Ellison: There was, and it was done on purpose. My main character, Ash Carlisle, is recently orphaned in a terrible murder-suicide and has traveled from her home in Oxford, England, to attend Goode. She’s been sent there, her parents are gone, and she has no recourse other than the school. If she were older, college-age, she would have more choices. She could get a job, travel, choose another college. But as a teenager she’s stuck. Because of her age, her choices have been stripped from her. Plus, when things start going south, she doesn’t have the means to leave. She’s trapped on the mountain with these murderous young women.
Chapter 16: “I was quite dismayed to see R-MWC’s board vote to go coed in 2006, against the wishes of most of its alumnae,” you wrote in the novel’s afterword. Why the dismay?

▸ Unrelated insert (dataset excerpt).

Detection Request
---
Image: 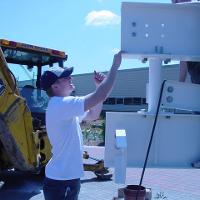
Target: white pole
[148,58,162,114]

Ellison: One of the tenets of a single-sex education was the empowerment it gave us. We weren’t in any sort of competition with the boys in class, because there weren’t any, so we could focus solely on our education. R-MWC gave us the tools to go into the world as feminists, as women who expected equal treatment, yes, but they told us time and again how powerful our experience was — and they were right. The now co-ed version, Randolph College, is a great school, but I hate seeing the single-sex option slowly disappearing across the country. It truly shaped me into the woman I am today, both through the honor code and the unrelenting expectations of equality.
Chapter 16: A friend in Nashville, when she heard I was reading your latest, described you as “the best literary citizen.” One look at your Twitter feed or your blog confirms it — you’re an unfailing champion of other writers, which is really lovely. Can you talk a little about the literary communities you’re part of and what they mean to you?
Ellison: That is the highest compliment, thank you! I’ve been so blessed by the writing community. From day one, I’ve been lifted up — by bookstores, by librarians, by readers, by publishers — but most importantly, by other writers. Authors I’d read for years happily endorsed my debut novel, and that paved the way into the literary world for me. Others sat me down and explained how the industry works, how the nitty-gritty of sales and marketing and publicity and distribution works. And more have talked me through my career’s life changes, bolstering, advising, cheering me on. I try to do the same, reach back down the ladder. I’ve been on group blogs, participated in group marketing teams, traveled with other authors before that was a common practice. I fully believe there is room for all of us in the market, especially our female thriller and suspense authors, who sometimes get lost in the shuffle. A rising tide lifts all boats — that’s how I look at this industry. We are stronger together. Another adage I took away from my college experience.
From 2012 to 2016, Fernanda Moore was the fiction critic for Commentary. Her work has also appeared in The New York Times Magazine, Marie Claire, New York, and Southern Living, among others.